We refer to this quoted language from the insurance policy as “the employment exclusion” for the remainder of this opinion.
Bessemer requests that we stay this appeal and remand this case to the circuit court for it to decide Friedle’s pending motion to amend his complaint. We previously denied this request in a June 4, 2018 order, and we need not address the issue further. However, we note that Bessemer asserts that we should grant the stay because that complaint, as amended, would establish it was a permissive user of the Maki-owned truck. For reasons set forth below, that issue is immaterial to our disposition of this case.

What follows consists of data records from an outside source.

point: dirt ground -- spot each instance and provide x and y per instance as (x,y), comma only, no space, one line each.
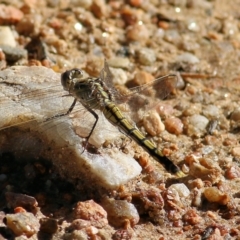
(198,127)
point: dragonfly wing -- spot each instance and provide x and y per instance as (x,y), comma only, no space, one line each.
(145,95)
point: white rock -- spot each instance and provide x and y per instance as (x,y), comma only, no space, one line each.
(187,58)
(7,37)
(59,141)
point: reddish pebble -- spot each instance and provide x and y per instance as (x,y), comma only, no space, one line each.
(9,14)
(91,211)
(142,77)
(135,3)
(232,172)
(165,111)
(174,125)
(137,32)
(128,16)
(191,217)
(19,209)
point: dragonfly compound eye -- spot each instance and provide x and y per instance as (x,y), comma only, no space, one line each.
(68,76)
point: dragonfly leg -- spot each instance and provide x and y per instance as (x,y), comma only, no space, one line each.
(93,127)
(64,114)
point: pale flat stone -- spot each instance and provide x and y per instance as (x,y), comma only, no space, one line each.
(30,94)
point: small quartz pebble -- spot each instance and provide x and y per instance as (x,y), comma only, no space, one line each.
(146,56)
(211,111)
(119,211)
(137,32)
(7,37)
(23,223)
(232,172)
(91,211)
(18,199)
(119,76)
(153,124)
(48,225)
(119,62)
(142,77)
(213,194)
(197,125)
(181,188)
(187,58)
(79,224)
(13,54)
(174,125)
(235,116)
(192,217)
(9,14)
(236,151)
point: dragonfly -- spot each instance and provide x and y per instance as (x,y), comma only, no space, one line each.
(100,94)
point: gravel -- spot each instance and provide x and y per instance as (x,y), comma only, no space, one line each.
(197,126)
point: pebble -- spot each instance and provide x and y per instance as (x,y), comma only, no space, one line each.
(214,195)
(3,177)
(174,125)
(153,123)
(210,111)
(172,36)
(197,125)
(232,172)
(192,217)
(7,37)
(142,77)
(128,16)
(18,199)
(9,15)
(23,223)
(146,56)
(236,151)
(48,225)
(178,3)
(119,62)
(86,4)
(135,3)
(119,211)
(79,224)
(26,26)
(165,110)
(230,27)
(181,188)
(187,58)
(98,8)
(235,116)
(91,211)
(119,76)
(137,32)
(13,54)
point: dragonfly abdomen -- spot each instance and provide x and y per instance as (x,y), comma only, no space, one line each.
(114,115)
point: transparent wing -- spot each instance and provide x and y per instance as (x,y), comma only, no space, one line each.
(159,88)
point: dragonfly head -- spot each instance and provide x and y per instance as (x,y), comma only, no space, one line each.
(68,77)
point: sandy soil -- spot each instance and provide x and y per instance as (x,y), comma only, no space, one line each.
(198,127)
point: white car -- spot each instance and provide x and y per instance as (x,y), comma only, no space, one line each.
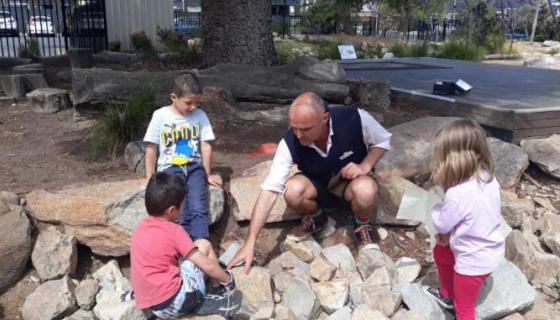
(8,24)
(40,25)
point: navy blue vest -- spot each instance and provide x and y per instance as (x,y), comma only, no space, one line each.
(347,146)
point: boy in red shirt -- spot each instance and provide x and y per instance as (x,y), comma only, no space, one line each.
(168,268)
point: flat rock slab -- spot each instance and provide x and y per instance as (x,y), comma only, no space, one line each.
(17,85)
(49,100)
(545,153)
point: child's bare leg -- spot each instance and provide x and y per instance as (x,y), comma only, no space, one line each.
(205,247)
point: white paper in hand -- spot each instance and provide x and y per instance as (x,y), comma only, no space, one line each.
(416,204)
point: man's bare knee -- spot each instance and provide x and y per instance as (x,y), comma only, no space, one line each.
(362,189)
(204,246)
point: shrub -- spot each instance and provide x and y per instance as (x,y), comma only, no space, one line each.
(114,46)
(173,41)
(399,50)
(142,44)
(122,123)
(460,51)
(30,50)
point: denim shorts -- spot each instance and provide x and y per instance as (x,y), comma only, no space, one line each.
(189,295)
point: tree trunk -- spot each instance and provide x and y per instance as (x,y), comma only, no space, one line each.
(237,31)
(535,20)
(553,15)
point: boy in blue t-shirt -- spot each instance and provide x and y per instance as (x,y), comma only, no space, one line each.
(181,133)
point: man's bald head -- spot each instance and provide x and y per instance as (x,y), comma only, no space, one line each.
(308,118)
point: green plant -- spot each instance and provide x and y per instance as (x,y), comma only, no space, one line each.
(142,44)
(173,41)
(399,50)
(460,51)
(115,46)
(30,50)
(122,123)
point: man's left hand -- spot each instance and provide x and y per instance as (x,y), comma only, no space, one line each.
(353,170)
(215,180)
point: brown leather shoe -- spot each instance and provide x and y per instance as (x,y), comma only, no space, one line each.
(366,235)
(308,226)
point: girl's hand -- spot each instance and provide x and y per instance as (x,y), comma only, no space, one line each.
(215,180)
(442,240)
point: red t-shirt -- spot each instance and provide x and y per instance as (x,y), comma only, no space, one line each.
(155,248)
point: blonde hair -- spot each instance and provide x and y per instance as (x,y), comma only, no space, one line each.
(460,153)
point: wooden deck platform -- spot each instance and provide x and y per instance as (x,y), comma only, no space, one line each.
(513,102)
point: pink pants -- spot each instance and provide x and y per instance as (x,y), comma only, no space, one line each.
(462,289)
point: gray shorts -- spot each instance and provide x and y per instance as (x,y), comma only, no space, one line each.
(189,295)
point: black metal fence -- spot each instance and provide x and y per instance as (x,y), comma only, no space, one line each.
(287,26)
(51,26)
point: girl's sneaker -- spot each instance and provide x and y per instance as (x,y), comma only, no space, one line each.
(445,302)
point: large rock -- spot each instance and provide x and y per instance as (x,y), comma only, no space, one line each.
(506,291)
(391,191)
(340,256)
(85,293)
(17,85)
(514,209)
(332,295)
(256,289)
(510,161)
(411,148)
(408,270)
(134,157)
(301,300)
(55,254)
(539,267)
(49,100)
(545,153)
(101,216)
(418,301)
(255,83)
(51,300)
(371,259)
(306,250)
(245,189)
(112,284)
(81,315)
(16,243)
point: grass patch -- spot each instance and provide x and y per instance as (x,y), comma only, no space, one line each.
(121,124)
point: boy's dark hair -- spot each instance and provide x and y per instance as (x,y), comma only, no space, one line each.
(163,191)
(186,84)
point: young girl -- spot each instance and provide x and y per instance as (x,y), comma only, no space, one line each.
(469,243)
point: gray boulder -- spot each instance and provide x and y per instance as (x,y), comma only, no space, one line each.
(112,284)
(85,293)
(80,57)
(81,315)
(17,85)
(544,153)
(134,157)
(49,100)
(340,256)
(16,243)
(301,300)
(411,148)
(54,254)
(51,300)
(505,292)
(29,68)
(510,161)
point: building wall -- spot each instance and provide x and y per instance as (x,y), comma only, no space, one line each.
(124,17)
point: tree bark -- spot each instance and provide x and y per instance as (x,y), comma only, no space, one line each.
(535,20)
(237,31)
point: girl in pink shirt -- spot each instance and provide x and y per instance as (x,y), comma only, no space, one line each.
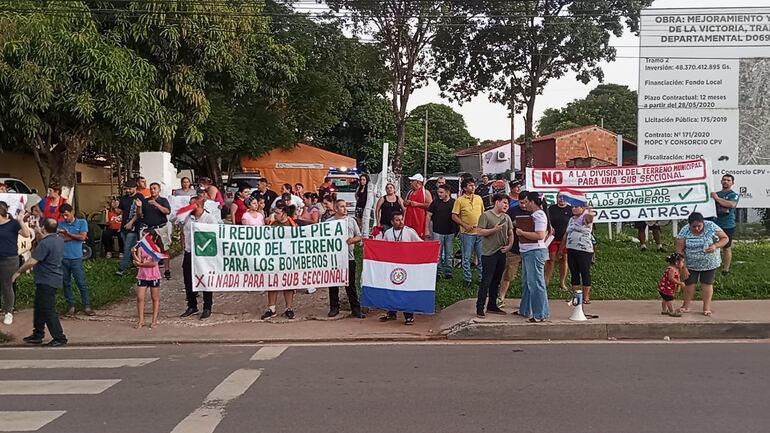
(147,276)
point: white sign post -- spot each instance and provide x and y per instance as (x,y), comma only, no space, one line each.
(704,92)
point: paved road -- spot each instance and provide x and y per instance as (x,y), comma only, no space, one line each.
(456,388)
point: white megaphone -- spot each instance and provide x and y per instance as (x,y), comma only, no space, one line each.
(577,313)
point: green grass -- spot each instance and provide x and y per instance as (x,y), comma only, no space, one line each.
(105,287)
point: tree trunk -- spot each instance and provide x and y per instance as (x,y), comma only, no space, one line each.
(528,127)
(62,163)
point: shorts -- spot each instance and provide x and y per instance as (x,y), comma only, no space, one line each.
(703,277)
(554,246)
(641,225)
(730,233)
(512,262)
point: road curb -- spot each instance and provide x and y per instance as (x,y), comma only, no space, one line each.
(609,331)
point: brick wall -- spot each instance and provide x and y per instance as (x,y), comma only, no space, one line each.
(594,143)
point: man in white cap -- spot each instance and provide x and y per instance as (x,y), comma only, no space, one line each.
(417,202)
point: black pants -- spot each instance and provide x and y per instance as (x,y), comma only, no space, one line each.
(334,292)
(192,297)
(107,240)
(45,313)
(493,266)
(579,263)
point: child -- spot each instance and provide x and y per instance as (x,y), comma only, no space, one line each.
(670,283)
(147,276)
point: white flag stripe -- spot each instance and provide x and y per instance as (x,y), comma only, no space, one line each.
(46,387)
(268,352)
(206,418)
(10,364)
(27,420)
(418,277)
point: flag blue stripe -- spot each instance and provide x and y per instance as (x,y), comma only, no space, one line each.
(422,301)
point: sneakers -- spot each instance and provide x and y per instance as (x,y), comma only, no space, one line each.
(33,339)
(189,312)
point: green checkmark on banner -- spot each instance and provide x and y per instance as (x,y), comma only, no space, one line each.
(205,244)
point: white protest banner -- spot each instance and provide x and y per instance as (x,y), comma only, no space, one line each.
(703,80)
(246,258)
(14,202)
(634,193)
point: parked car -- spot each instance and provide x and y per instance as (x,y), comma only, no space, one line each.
(16,186)
(242,178)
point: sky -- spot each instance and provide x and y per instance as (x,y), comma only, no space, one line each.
(488,121)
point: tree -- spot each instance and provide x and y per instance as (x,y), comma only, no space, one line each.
(612,105)
(64,86)
(446,134)
(198,48)
(403,30)
(513,49)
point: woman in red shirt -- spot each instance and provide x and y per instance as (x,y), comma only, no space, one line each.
(50,204)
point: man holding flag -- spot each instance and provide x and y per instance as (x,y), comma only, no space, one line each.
(399,278)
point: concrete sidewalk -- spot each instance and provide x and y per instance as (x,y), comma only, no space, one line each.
(235,319)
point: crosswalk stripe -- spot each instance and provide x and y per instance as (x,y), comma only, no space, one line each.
(27,420)
(9,364)
(50,387)
(207,417)
(268,352)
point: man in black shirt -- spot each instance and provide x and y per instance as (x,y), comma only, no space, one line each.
(513,257)
(154,216)
(444,229)
(558,215)
(130,223)
(262,191)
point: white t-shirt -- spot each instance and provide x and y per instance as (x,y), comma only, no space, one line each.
(541,225)
(205,218)
(407,234)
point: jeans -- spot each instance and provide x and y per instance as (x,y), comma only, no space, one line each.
(534,299)
(469,244)
(74,268)
(129,240)
(192,297)
(8,265)
(45,313)
(446,253)
(490,281)
(334,292)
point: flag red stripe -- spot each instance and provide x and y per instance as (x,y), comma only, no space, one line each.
(410,253)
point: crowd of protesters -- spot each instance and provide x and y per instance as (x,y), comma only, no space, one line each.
(504,231)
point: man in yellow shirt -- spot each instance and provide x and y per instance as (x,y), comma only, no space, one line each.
(466,213)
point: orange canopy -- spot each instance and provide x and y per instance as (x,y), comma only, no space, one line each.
(303,163)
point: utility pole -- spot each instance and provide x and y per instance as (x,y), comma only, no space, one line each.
(425,161)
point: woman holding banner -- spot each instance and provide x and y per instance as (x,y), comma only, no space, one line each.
(699,242)
(284,216)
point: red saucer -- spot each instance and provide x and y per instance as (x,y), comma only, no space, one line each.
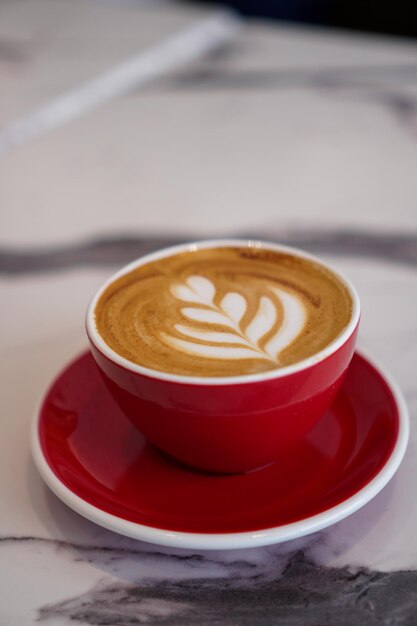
(95,460)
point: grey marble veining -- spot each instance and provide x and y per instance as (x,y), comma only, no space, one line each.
(305,137)
(397,248)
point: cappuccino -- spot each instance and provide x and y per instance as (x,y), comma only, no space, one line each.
(223,311)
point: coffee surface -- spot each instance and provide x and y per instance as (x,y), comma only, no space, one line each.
(223,312)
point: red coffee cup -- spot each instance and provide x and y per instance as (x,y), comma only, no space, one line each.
(226,424)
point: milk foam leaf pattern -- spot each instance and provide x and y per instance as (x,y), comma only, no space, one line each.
(241,343)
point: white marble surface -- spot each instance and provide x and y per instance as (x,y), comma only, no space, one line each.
(286,129)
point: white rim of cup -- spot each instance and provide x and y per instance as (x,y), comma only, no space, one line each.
(243,539)
(332,347)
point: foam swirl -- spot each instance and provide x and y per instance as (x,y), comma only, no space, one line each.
(222,311)
(235,342)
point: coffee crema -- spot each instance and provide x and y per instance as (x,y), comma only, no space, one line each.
(223,311)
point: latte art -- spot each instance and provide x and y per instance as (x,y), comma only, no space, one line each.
(223,311)
(235,342)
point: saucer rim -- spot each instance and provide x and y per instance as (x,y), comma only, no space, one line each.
(233,540)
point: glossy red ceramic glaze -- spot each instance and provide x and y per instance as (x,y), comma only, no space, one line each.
(231,427)
(101,457)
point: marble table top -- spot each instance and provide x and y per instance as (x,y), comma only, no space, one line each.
(298,135)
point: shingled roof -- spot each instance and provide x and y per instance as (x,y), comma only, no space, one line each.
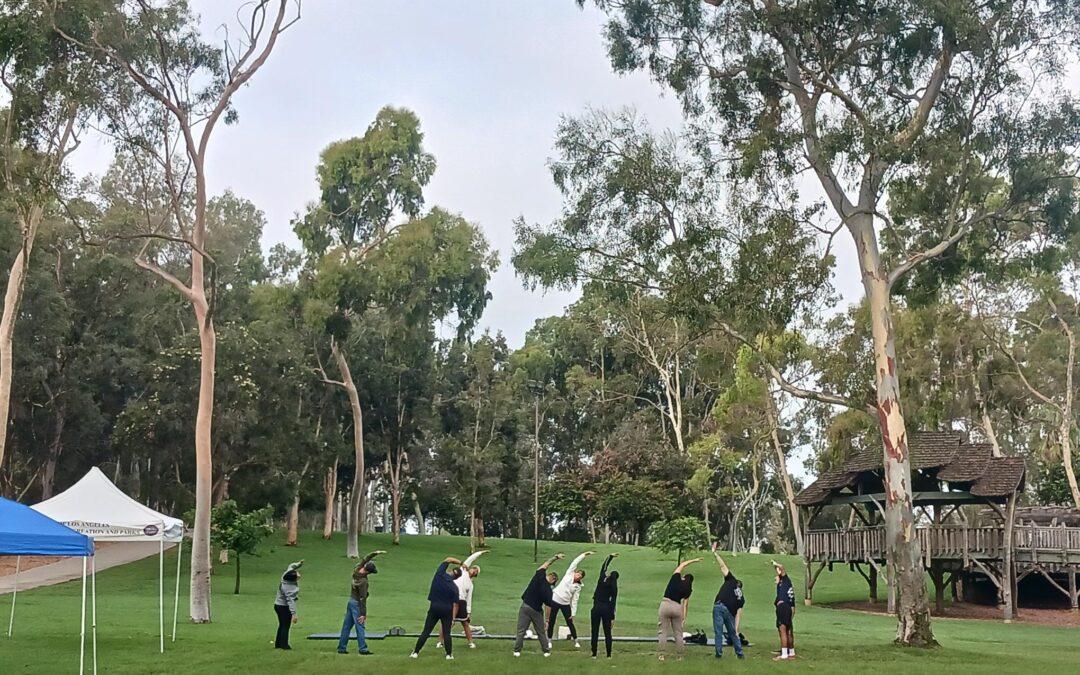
(969,464)
(934,448)
(1003,475)
(957,462)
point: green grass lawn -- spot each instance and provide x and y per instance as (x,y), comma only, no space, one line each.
(46,640)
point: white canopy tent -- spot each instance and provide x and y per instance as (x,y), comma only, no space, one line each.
(95,507)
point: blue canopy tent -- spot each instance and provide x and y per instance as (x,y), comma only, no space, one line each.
(25,531)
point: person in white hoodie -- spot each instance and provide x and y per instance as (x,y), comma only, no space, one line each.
(469,571)
(565,598)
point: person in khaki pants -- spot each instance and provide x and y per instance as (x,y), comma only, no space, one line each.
(673,608)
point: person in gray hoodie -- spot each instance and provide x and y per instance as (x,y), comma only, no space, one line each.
(284,605)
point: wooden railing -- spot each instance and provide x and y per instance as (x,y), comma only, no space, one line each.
(948,542)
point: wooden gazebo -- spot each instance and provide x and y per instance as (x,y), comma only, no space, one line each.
(947,473)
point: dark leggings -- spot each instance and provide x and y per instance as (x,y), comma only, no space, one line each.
(284,621)
(566,615)
(602,613)
(437,613)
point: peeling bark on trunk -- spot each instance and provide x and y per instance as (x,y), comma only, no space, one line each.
(329,489)
(12,300)
(204,478)
(49,474)
(785,477)
(902,543)
(352,548)
(420,525)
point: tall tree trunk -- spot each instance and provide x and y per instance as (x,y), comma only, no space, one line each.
(902,543)
(235,590)
(785,476)
(352,547)
(12,300)
(204,417)
(395,513)
(294,513)
(49,474)
(329,489)
(221,488)
(420,525)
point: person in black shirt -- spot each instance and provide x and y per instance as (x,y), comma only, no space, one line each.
(536,595)
(604,599)
(673,608)
(443,598)
(729,601)
(785,613)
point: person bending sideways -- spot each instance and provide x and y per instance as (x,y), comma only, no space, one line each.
(536,595)
(729,602)
(604,598)
(443,598)
(284,604)
(355,609)
(565,598)
(673,608)
(469,571)
(785,613)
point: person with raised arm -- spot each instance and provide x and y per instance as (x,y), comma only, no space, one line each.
(728,604)
(673,608)
(536,595)
(355,610)
(443,604)
(604,599)
(785,612)
(469,571)
(285,603)
(565,598)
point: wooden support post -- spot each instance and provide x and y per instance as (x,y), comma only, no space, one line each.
(937,576)
(1008,570)
(872,580)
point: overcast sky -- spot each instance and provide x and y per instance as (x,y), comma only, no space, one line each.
(488,79)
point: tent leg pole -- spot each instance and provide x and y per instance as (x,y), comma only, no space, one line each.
(161,594)
(14,594)
(176,599)
(82,624)
(93,608)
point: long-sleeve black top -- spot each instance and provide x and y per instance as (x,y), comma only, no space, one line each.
(538,593)
(607,588)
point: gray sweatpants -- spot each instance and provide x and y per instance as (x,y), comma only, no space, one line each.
(527,616)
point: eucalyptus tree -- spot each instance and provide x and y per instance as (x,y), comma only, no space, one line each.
(431,274)
(52,90)
(364,184)
(917,122)
(179,90)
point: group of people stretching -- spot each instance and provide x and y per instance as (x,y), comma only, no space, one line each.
(450,595)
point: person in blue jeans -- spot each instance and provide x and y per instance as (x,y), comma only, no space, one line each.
(729,602)
(355,611)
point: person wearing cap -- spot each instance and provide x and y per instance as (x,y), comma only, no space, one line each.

As indicated, Bessemer focuses its argument on Great West’s duty to defend. Our supreme court has recognized that although Wisconsin law “supports the well-established principle that an insurer’s duty to defend its insured is broader than its duty to indemnify … there may be isolated instances in which an insurer has no duty to defend … but nevertheless owes a duty to indemnify ….” Water Well Sols. Serv. Grp., Inc. v. Consolidated Ins. Co., 2016 WI 54, ¶30 n.17, 369 Wis. 2d 607, 881 N.W.2d 285. Given that Bessemer does not argue that this case presents one of those “isolated instances” where an insurer has no duty to defend but nevertheless has a duty to indemnify, we confine our analysis to Great West’s duty to defend.
All references to the Wisconsin Statutes are to the 2017-18 version unless otherwise noted.
We also note that Bessemer has not—either in the circuit court or on appeal—raised an argument that, assuming Great West does have a duty to defend Bessemer, Great West has breached that duty.
The parties agree that if Bessemer were considered a permissive user of the truck, there would be an initial grant of coverage under the Great West policy.
We observe that Great West disputes whether it “waived” any argument regarding the employment exclusion. We need not address any waiver argument, however, given our conclusion that the circuit court could properly raise the issue sua sponte, even assuming Great West had failed to do so. See Turner v. Taylor, 2003 WI App 256, ¶1 n.1, 268 Wis. 2d 628, 673 N.W.2d 716 (when one issue is dispositive, we need not reach the other issues raised).
To the extent that Bessemer intends to argue that an employee’s failure to utilize employer-provided safety equipment may transform an employment-related task to one outside the course of his or her employment, it provides no citation to any legal authority in support of such a position. We will not further consider this undeveloped argument. See State v. Pettit, 171 Wis. 2d 627, 646, 492 N.W.2d 633 (Ct. App. 1992).
Bessemer also raises a cursory argument in which it points to the fact that Bessemer required Friedle to tarp the load, appearing to argue that this fact shows Friedle was doing work on behalf of Bessemer, not Maki. However, even if we accepted that Friedle tarped the load as a loaned employee of Bessemer—and that there was an initial grant of coverage to Bessemer—the exclusion would still apply. In that case, the employee (Friedle) would still be performing the work of the purported insured (Bessemer) by performing a duty related to the course of Bessemer’s business—i.e., tarping the load. Thus, in either case the employment exclusion applies to bar coverage. Moreover, Bessemer provides no citation to any legal authority in support of its position and, again, we need not consider undeveloped arguments. See id.